Брамфатуров искоса взглянул на соседку, словно раздумывая, сообщить ли ей о той каменной глыбе, которая свалилась с его сердца в связи с известием о завидном здравии ее зубных недосчетов или не стоит. И вероятно, предпочтя последнее, ограничился красноречивым кивком: дескать, понял, рад, постараюсь не сглазить…
– Вот и хорошо, что понял, – сказала дама и, достав из своей сумочки какую-то толстую тетрадь, развернулась всем корпусом к проходу.
– Хорошо-то хорошо, – пробормотал Брамфатуров, – да ничего хорошего, – заключил он тут же. И ни к кому конкретно не адресуясь, а как бы рассуждая с самим собой, продолжил членораздельным полушепотом о том, как он опростоволосился и какого свалял дурака, когда только сейчас вспомнил, что вообще-то на уроках русского языка и литературы он всегда сидит с краю, возле прохода, а значит, должен был писать второй вариант, а не первый, и что ему теперь делать – просто ума не приложит…
– Могу подсказать, – тихо, но внушительно, не дав себе труда обернуться, произнесла роноевская дама. – Переписывай то, что написал, на беловик, а я уж, так и быть, постараюсь уладить с Арпик Никаноровной это маленькое недоразумение.
– Спасибо, – поблагодарил растроганный школяр, так же не глядя на соседку, как и та не него. – Но, увы, беловик я уже написал. Это – во-первых. А во-вторых, вы плохо осведомлены о наших с ней взаимоотношениях. Я имею в виду литературные разногласия. Учитывая оные, я не нахожу для себя иного выхода, как не попытаться написать тот вариант, который я должен был писать изначально…
– Какие разногласия? – затлело, пока еще не дымясь, естественное любопытство методистки.
– Известно какие: она горой за социалистический реализм, а я – за метафорический…
– И в чем же это выражается?
– В поэтических пристрастиях, например. Ей по душе Маяковский, мне – Мандельштам…
– Вы еще не проходили ни того, ни… гм… другого, – слегка замялась в своей назидательности дама, должно быть, вспомнив, что того другого проходить не будут вовсе. – Да и что такое социалистический реализм тебе еще только предстоит узнать в следующем учебном году…
– Ах, мадам, во многой мудрости много печали, – пожаловался Брамфатуров. – Увы, но этот бином Ньютона стал мне известен еще в прошлом…

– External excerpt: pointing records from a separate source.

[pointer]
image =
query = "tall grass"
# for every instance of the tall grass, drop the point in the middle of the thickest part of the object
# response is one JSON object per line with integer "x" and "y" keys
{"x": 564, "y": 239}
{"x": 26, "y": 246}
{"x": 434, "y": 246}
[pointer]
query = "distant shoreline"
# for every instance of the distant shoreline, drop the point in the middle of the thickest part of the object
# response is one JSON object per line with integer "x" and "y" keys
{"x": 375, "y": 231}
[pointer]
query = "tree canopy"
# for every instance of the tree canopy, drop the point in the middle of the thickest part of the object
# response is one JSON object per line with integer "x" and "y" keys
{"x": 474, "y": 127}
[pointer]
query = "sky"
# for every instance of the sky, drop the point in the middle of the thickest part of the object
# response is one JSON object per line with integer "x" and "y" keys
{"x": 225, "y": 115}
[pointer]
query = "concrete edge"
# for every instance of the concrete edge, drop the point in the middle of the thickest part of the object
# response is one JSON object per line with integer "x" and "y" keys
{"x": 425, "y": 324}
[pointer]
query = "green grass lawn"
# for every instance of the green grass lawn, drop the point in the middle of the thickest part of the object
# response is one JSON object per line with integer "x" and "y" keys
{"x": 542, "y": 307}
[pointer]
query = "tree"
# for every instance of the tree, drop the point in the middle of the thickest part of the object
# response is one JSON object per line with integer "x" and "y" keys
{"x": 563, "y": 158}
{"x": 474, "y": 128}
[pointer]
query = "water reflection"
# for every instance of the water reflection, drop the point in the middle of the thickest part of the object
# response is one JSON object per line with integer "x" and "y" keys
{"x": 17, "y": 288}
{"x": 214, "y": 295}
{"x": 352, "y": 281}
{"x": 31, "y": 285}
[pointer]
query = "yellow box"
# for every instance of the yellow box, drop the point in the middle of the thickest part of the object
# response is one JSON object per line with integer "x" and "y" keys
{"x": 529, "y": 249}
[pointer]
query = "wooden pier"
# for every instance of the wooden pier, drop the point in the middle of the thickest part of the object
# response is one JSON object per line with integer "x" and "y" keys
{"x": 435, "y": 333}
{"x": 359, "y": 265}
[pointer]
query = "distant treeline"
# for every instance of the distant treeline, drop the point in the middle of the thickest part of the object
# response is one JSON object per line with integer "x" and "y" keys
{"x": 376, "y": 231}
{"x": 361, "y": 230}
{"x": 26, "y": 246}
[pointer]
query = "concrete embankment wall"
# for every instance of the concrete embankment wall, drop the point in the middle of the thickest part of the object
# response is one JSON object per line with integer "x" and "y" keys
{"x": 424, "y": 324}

– Неужели? – заметила дама, постаравшись возместить скудость содержания язвительностью эмфазы.
– Je regrette beaucoup, mais…[66]
– И что же это за бином, мальчик?
– Официально, тетенька, социалистический реализм – это правдивое, исторически конкретное изображение жизни в ее революционном развитии. А неофициально, то есть в действительности, соцреализм есть воспевание начальства в доступной ему форме.
Дама изменилась в лице. Для этого у нее имелось по меньшей мере два повода: во-первых, тетенькой назвали, а не Офелией Суреновной или на худой конец товарищем Ашхужяном, а во-вторых… во-вторых, она, кажется, ослышалась. Ну, конечно же, ослышалась! Не мог этот скверный мальчишка сказать такую… такое… этакое… в общем, явную чушь, смахивающую на провокацию. Или все же мог? Дама села прямо, прикрылась тетрадью и, скосив глаза на соседа, увидела, что тот, абсолютно не интересуясь ее реакцией, что-то быстро пишет, иногда останавливаясь, задумываясь, зачеркивая одно и вписывая поверх строки другое. Пишет по-взрослому неразборчиво и по-мальчишес-ки увлеченно. Рядом, по правую руку ученика, почти на ее половине парты, притягивал внимание исписанный двойной листок черновика. Дама сочла свои долгом углубиться в эти незрелые каракули со всем тщанием задетого за живое знатока школярской криптографии.